The story that popped Blumenthal's cork ran in Salon on May 29. Based on Waas's access to classified documents and anonymous government sources, it maintained that between 1993 and 1996, the administration "allowed numerous exports of potential ballistic-missile technology to the Chinese government," and that, in some instances, the exports had been approved despite the Chinese government's refusal to "allow inspections to assure that the technology was only being used for civilian purposes."
Moreover, Waas reported, the Clinton White House ignored warnings from its own Defense Department that the technology China was getting could be diverted to military use.
Waas's reporting was potentially explosive for at least two reasons. First, the Republican Congress had already announced its plans to investigate the export waiver given to Loral Space and Technology, which is headed by Bernard Schwartz, the Democratic Party's largest contributor. Second, Clinton was about to embark on a major trip to China, and did not want to be tarred as an apologist for weapons-crazed Chinese leaders.
In that context, Blumenthal apparently went ballistic. He called Salon Washington bureau chief Jonathan Broder and reportedly said: "In terms of foreign policy, nobody is going to talk to Murray Waas again." In a follow-up call to Waas, Blumenthal repeated his threat.
Waas told the Voice he was "maddened" by the call, especially because he's working on a book about nuclear proliferation. "I've never known someone from the White House to behave that way," Waas said last week.
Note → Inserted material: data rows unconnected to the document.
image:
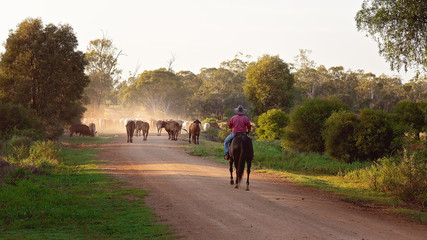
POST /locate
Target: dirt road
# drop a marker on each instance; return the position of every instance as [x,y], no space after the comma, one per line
[194,196]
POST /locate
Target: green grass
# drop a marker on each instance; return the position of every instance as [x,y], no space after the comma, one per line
[84,140]
[75,201]
[311,170]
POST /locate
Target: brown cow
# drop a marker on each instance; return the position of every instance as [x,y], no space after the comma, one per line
[81,129]
[172,128]
[159,125]
[195,130]
[145,127]
[138,127]
[130,128]
[92,129]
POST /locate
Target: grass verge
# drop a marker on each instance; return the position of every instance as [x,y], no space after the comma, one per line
[312,170]
[74,200]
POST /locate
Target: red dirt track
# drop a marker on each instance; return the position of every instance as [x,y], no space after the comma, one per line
[194,196]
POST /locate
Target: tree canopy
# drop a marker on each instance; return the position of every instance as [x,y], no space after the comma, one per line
[103,72]
[400,29]
[43,70]
[269,84]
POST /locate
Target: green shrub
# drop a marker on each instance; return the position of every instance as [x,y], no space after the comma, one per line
[339,135]
[411,114]
[20,121]
[307,123]
[374,134]
[40,154]
[17,149]
[43,153]
[404,178]
[271,125]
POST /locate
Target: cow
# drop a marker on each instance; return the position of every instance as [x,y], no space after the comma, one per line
[145,127]
[130,128]
[173,128]
[138,127]
[81,129]
[159,125]
[185,125]
[214,125]
[92,129]
[102,123]
[195,130]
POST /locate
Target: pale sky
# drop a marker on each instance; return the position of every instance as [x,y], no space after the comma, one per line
[205,33]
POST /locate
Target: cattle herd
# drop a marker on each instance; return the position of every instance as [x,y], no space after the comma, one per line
[140,128]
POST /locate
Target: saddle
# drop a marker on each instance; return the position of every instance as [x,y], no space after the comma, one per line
[238,135]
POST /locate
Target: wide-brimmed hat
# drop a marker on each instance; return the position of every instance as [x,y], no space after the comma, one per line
[240,110]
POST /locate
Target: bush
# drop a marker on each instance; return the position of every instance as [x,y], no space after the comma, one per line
[40,154]
[374,134]
[17,148]
[405,178]
[20,121]
[339,135]
[307,123]
[411,114]
[271,125]
[44,152]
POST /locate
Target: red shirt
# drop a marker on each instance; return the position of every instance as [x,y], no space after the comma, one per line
[238,123]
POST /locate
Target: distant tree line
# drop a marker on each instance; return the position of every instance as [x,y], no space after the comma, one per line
[42,70]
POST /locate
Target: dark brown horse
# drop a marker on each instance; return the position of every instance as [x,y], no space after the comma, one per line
[241,151]
[130,128]
[195,130]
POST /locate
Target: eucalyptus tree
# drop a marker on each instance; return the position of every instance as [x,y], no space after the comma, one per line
[103,71]
[400,29]
[157,91]
[269,84]
[43,70]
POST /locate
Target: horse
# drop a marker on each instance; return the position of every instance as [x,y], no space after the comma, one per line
[241,151]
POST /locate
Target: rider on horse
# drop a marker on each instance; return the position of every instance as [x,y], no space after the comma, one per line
[238,124]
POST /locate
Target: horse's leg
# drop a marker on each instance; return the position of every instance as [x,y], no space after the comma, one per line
[231,172]
[236,165]
[248,172]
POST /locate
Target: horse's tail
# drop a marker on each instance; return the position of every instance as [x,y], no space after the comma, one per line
[241,161]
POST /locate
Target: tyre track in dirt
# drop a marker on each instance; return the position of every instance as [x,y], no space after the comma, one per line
[193,195]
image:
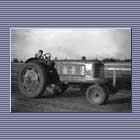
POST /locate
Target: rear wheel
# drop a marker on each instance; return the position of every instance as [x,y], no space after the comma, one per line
[32,80]
[96,94]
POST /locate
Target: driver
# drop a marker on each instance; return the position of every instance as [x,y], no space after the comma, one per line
[39,54]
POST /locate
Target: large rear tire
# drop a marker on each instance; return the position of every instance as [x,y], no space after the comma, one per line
[96,94]
[32,79]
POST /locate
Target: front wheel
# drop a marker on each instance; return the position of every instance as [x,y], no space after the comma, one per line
[96,94]
[31,79]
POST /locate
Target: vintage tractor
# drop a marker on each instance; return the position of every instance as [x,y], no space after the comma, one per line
[43,75]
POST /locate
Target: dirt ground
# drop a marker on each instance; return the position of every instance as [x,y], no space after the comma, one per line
[73,101]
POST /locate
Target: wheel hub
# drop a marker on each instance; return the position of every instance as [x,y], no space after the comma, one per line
[30,80]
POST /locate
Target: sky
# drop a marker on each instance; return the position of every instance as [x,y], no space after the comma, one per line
[72,43]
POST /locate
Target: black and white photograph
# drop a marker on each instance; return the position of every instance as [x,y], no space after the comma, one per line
[71,70]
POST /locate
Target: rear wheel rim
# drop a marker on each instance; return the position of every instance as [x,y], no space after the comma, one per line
[30,80]
[95,95]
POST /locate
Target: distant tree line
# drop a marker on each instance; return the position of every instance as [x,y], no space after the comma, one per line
[15,60]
He added that he'd heard Blumenthal had been boasting around Washington that he'd gotten a separate Waas Salon story killed.
"This guy is a fundamentalist on the issue of Clinton," Waas said of Blumenthal, "in much the same way as Jerry Falwell is."
Editor Talbot said he "could care less" about Blumenthal's threat because he considered it "idle." He added: "Salon has a genuine American journalistic legend in Murray Waas. He follows his nose wherever it leads, and Salon fully backs him."
Is it, however, a wise idea for the White House to be trashing one of its best media friends? And does Blumenthal really have the official capacity to eliminate reporters' access?
Reached on Monday, White House press officer Julia Payne, traveling with Clinton in New Orleans, said she would investigate, but did not call back before the Voice's deadline.